4. Sobre os Benefícios das Sagradas Letras:


a) Salvação – fé
b) Refutar o erro – doutrina
c) Guiar a vida das pessoas – instrução sábia para o dia-a-dia (Paulo estava
exortando Timóteo contra o comportamento depressivo dele (1.6).
d) Corrigir falhas – ética
e) Instruir as pessoas a serem justas – ética
Quando considerado em seu ambiente discursivo e seu Sitz im Leben correto, o
texto de 2 Timóteo salta aos olhos como um dos mais claros e objetivos no ensino da
Suficiência das Escrituras para tudo o que diz respeito à vida e à piedade.
CONCLUSÃO
Diante do exposto nestas palestras, creio que fique claro para nós que o
trabalho de cura por meio do aconselhamento que a igreja presta ao mundo não
necessita de nada mais além das Escrituras.

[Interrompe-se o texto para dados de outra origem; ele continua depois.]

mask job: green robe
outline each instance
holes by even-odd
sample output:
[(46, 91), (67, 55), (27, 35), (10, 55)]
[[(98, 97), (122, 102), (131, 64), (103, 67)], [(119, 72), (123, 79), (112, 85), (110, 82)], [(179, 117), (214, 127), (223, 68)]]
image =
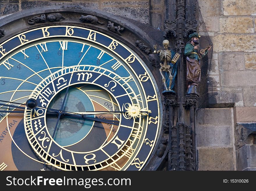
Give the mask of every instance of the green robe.
[(186, 56), (187, 67), (187, 81), (189, 83), (199, 82), (201, 80), (201, 70), (200, 60), (206, 55), (208, 51), (201, 55), (199, 50), (194, 49), (191, 43), (187, 43), (185, 47), (184, 55)]

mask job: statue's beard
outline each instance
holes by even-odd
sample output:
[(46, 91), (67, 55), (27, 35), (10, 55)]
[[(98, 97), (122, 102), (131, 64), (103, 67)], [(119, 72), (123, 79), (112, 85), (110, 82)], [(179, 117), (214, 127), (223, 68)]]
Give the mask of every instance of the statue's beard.
[(198, 40), (193, 40), (193, 42), (195, 44), (199, 44)]

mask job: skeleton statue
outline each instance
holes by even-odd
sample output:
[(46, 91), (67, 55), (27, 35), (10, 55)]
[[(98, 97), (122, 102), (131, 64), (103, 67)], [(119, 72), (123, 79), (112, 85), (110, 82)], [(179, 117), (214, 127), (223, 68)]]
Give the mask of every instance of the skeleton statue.
[(169, 45), (168, 40), (164, 40), (163, 45), (164, 50), (158, 51), (157, 50), (156, 45), (153, 45), (154, 53), (157, 54), (160, 53), (159, 56), (161, 63), (159, 71), (166, 90), (173, 91), (172, 89), (174, 86), (174, 81), (173, 81), (173, 78), (175, 78), (177, 74), (177, 66), (175, 64), (179, 57), (179, 55), (178, 53), (175, 54), (173, 51), (168, 49)]

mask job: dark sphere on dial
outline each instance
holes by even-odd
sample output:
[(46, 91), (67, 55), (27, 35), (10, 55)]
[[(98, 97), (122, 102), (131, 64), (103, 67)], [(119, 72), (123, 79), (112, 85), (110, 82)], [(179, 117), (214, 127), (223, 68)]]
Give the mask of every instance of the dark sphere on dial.
[(35, 108), (37, 106), (37, 102), (35, 99), (31, 98), (27, 101), (26, 105), (29, 109), (32, 109)]

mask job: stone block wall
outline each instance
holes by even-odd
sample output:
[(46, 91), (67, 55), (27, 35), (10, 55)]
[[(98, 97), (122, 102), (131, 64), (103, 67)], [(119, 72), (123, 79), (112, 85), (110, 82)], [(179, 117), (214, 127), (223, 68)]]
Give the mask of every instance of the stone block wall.
[[(156, 11), (159, 12), (163, 0), (152, 1), (154, 2), (153, 6), (158, 10)], [(99, 9), (143, 24), (149, 24), (150, 1), (150, 0), (1, 0), (0, 19), (4, 15), (28, 9), (53, 6), (60, 7), (63, 5), (81, 6)]]
[(238, 122), (256, 122), (255, 1), (198, 3), (213, 44), (209, 103), (234, 103)]
[(234, 110), (198, 110), (195, 131), (198, 170), (236, 170)]

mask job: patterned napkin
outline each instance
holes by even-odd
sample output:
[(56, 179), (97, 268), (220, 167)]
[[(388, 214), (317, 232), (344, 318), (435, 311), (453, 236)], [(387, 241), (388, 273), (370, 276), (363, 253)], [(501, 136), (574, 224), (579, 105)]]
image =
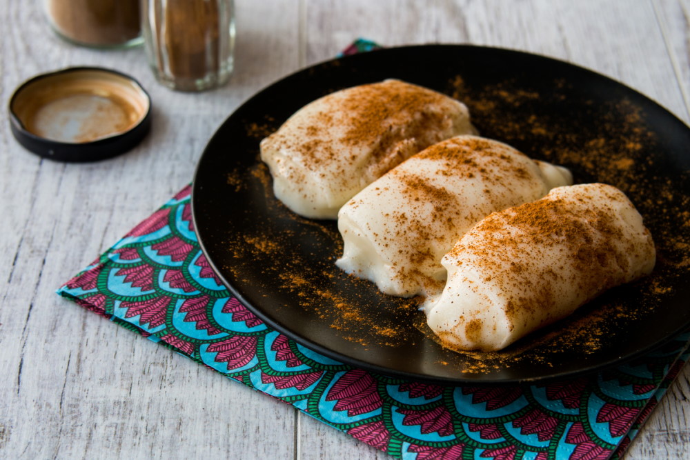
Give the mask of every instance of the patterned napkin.
[[(377, 46), (357, 41), (348, 50)], [(199, 248), (190, 186), (58, 293), (233, 380), (404, 459), (618, 458), (683, 364), (690, 334), (598, 374), (441, 386), (326, 358), (271, 330)]]

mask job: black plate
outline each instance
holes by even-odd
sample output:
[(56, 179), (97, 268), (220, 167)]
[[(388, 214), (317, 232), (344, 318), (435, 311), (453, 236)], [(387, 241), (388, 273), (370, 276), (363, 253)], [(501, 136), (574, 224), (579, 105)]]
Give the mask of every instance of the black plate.
[[(453, 95), (481, 133), (571, 168), (576, 182), (628, 194), (658, 246), (654, 273), (491, 354), (455, 353), (426, 330), (414, 300), (341, 272), (334, 221), (274, 197), (259, 141), (327, 93), (398, 78)], [(216, 272), (249, 308), (313, 350), (374, 372), (440, 383), (515, 383), (620, 363), (690, 325), (690, 130), (657, 103), (575, 66), (468, 46), (391, 48), (335, 59), (256, 94), (220, 127), (196, 172), (194, 221)]]

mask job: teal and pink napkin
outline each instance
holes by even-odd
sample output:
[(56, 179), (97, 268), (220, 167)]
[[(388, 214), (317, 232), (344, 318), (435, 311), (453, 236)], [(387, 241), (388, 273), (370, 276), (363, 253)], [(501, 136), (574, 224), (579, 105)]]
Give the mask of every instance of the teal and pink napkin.
[[(377, 47), (358, 40), (343, 54)], [(684, 334), (618, 368), (544, 384), (442, 386), (354, 368), (273, 330), (233, 297), (199, 248), (190, 192), (58, 293), (393, 457), (618, 458), (690, 357)]]

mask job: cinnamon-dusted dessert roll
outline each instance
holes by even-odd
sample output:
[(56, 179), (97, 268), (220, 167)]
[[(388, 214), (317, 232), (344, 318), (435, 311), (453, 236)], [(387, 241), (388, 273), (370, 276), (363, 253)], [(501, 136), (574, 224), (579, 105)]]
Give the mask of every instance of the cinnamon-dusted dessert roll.
[(335, 219), (357, 192), (424, 148), (474, 132), (467, 108), (398, 80), (305, 106), (261, 142), (275, 196), (306, 217)]
[(504, 143), (458, 136), (395, 167), (340, 210), (339, 267), (386, 294), (438, 293), (441, 258), (489, 214), (531, 201), (572, 182), (563, 168)]
[(495, 212), (442, 261), (448, 281), (424, 306), (450, 348), (499, 350), (604, 291), (651, 272), (654, 243), (622, 192), (589, 183)]

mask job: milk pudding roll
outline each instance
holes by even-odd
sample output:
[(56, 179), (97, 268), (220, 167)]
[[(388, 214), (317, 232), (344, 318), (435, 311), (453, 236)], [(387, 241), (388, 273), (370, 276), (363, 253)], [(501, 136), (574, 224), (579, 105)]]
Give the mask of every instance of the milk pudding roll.
[(475, 223), (571, 183), (565, 168), (472, 135), (431, 146), (348, 201), (338, 214), (344, 251), (336, 263), (386, 294), (437, 294), (441, 258)]
[(480, 221), (442, 259), (443, 292), (424, 308), (441, 341), (499, 350), (604, 291), (651, 272), (654, 243), (618, 189), (559, 187)]
[(279, 200), (335, 219), (348, 199), (426, 147), (474, 132), (467, 108), (399, 80), (362, 85), (305, 106), (260, 144)]

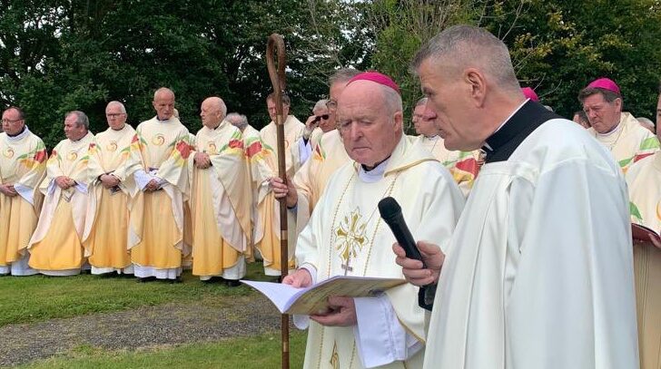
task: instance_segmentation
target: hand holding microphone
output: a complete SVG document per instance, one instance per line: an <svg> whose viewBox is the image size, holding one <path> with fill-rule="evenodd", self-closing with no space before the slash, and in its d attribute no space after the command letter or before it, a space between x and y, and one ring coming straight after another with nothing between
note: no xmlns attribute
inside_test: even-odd
<svg viewBox="0 0 661 369"><path fill-rule="evenodd" d="M379 212L397 239L397 243L392 245L397 255L395 262L402 267L407 281L419 286L438 283L445 260L440 248L428 242L415 242L404 221L401 208L394 199L388 197L381 199Z"/></svg>

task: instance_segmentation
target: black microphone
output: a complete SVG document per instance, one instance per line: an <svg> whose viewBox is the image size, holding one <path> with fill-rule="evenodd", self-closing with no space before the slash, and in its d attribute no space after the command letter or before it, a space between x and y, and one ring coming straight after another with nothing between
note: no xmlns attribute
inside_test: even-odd
<svg viewBox="0 0 661 369"><path fill-rule="evenodd" d="M390 228L392 234L395 235L397 242L406 251L406 257L422 261L422 255L416 247L416 241L413 239L409 227L404 221L401 215L401 208L395 199L391 197L384 198L379 201L379 213L380 213L383 220ZM423 261L424 264L424 261Z"/></svg>

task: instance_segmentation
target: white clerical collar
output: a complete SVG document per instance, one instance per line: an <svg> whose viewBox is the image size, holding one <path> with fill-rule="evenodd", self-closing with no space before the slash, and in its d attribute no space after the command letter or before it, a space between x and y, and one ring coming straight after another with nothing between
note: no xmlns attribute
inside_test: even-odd
<svg viewBox="0 0 661 369"><path fill-rule="evenodd" d="M374 183L380 181L383 178L383 173L386 172L386 168L388 168L388 161L390 160L390 158L386 159L385 160L381 161L380 164L377 165L376 168L373 170L367 171L362 168L362 165L358 166L358 177L363 181L367 183Z"/></svg>
<svg viewBox="0 0 661 369"><path fill-rule="evenodd" d="M18 133L15 136L10 136L7 134L7 139L9 141L20 141L23 138L25 138L25 136L27 136L28 134L30 134L30 130L27 129L27 126L24 126L24 127L25 127L25 128L23 130L23 131L21 133Z"/></svg>
<svg viewBox="0 0 661 369"><path fill-rule="evenodd" d="M494 131L493 133L491 133L491 135L489 135L488 137L493 136L497 131L500 131L500 129L503 128L503 126L505 125L505 123L507 123L508 121L509 121L509 120L512 119L512 117L514 116L514 114L516 114L518 111L520 111L521 108L523 108L523 105L525 105L526 102L528 102L528 100L530 100L530 99L524 100L523 102L521 102L521 104L518 105L518 107L517 109L515 109L514 112L512 112L512 113L509 114L509 116L507 117L505 119L505 121L503 121L503 122L500 123L500 125L498 126L498 128L496 131ZM484 141L484 145L482 145L482 147L486 147L489 151L493 151L493 148L491 146L489 146L488 143L487 143L487 141Z"/></svg>

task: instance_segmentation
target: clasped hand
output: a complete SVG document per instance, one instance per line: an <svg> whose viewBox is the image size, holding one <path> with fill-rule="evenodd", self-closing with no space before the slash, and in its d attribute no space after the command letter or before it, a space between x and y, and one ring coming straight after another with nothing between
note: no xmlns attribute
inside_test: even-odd
<svg viewBox="0 0 661 369"><path fill-rule="evenodd" d="M312 285L312 277L307 269L301 268L282 278L282 283L304 288ZM330 307L328 312L311 315L310 318L327 326L352 326L358 323L353 297L331 296L328 302Z"/></svg>
<svg viewBox="0 0 661 369"><path fill-rule="evenodd" d="M75 186L75 180L66 176L60 176L55 178L55 184L62 189L66 189L70 187Z"/></svg>
<svg viewBox="0 0 661 369"><path fill-rule="evenodd" d="M425 262L424 265L420 260L407 257L404 248L397 242L392 245L392 251L397 255L395 262L402 267L404 277L411 285L423 286L439 283L445 254L440 248L431 243L418 241L417 245L422 255L422 260Z"/></svg>

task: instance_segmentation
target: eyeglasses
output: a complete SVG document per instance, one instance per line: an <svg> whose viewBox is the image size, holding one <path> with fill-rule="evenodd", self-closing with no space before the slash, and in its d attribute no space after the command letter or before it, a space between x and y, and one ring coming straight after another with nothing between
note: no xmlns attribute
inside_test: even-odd
<svg viewBox="0 0 661 369"><path fill-rule="evenodd" d="M316 116L316 117L314 118L314 121L319 121L320 120L324 120L324 121L326 121L326 120L328 119L328 117L329 117L329 116L330 116L329 114L322 114L322 115L317 115L317 116Z"/></svg>

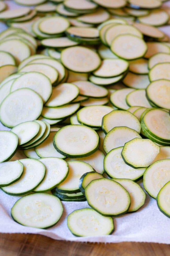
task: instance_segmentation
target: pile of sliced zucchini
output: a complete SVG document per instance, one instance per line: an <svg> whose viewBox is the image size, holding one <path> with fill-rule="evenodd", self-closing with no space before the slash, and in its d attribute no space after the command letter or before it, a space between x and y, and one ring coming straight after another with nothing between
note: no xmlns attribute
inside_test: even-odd
<svg viewBox="0 0 170 256"><path fill-rule="evenodd" d="M0 33L0 121L12 128L0 132L0 187L33 194L12 217L46 228L62 214L58 198L87 200L94 210L70 214L69 229L109 234L111 217L144 204L135 183L143 175L169 217L170 44L157 27L170 14L162 1L15 2L26 6L0 3L9 27ZM17 149L27 158L7 161Z"/></svg>

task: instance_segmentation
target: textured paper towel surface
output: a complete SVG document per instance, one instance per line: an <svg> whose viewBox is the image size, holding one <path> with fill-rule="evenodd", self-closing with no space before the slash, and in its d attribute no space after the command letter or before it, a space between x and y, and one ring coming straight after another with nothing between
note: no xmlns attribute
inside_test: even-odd
<svg viewBox="0 0 170 256"><path fill-rule="evenodd" d="M12 1L5 1L14 8ZM166 4L170 7L169 3ZM0 30L5 28L0 24ZM169 26L161 29L170 37ZM9 130L0 123L0 130ZM11 160L25 158L22 151L18 151ZM139 183L142 185L142 183ZM61 217L53 227L43 229L22 226L14 221L10 210L20 197L8 195L0 190L0 232L38 234L55 239L80 242L118 242L126 241L150 242L170 243L170 219L159 210L156 201L147 194L144 206L136 212L114 218L115 231L112 234L99 237L78 237L72 235L67 226L66 217L73 211L89 207L87 202L62 202L64 212Z"/></svg>

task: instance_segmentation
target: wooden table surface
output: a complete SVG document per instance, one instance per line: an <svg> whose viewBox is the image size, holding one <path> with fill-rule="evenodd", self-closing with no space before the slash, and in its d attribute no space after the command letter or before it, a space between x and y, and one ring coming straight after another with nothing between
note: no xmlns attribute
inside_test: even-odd
<svg viewBox="0 0 170 256"><path fill-rule="evenodd" d="M40 235L0 233L0 256L169 256L170 245L81 243Z"/></svg>

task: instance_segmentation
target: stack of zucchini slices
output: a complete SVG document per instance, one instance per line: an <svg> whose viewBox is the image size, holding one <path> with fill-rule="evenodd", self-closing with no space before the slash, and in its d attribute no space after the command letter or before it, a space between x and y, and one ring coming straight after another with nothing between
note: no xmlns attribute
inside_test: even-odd
<svg viewBox="0 0 170 256"><path fill-rule="evenodd" d="M0 121L11 129L0 132L0 187L32 194L12 217L46 228L60 218L60 200L87 200L93 209L68 216L71 232L111 234L112 217L144 203L136 183L143 176L169 217L170 44L157 27L169 23L163 1L15 2L25 6L0 4L9 27L0 33ZM18 149L27 158L7 161ZM30 200L26 220L20 209Z"/></svg>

Ainda que a Psicologia possa prestar ajuda com seus estudos comportamentais,
com suas observações metodológicas (e.g. formulário de coleta de dados e
interpretação), estas não são essenciais, ainda que úteis.
Também deve ficar claro que o trabalho do aconselhamento bíblico tem como
foco a transformação do coração humano e a eternidade de sua alma. Ainda que a
Psicologia possa corrigir posturas comportamentais erradas dos seres humanos, esta
nunca poderá oferecer transformação do coração rumo à eternidade.
Que o Senhor da Igreja erga valorosos cristãos que assumam a
responsabilidade de curar àqueles que se encontram “aflitos e exaustos”, como
ovelhas que não tem pastor (Mt 9.36).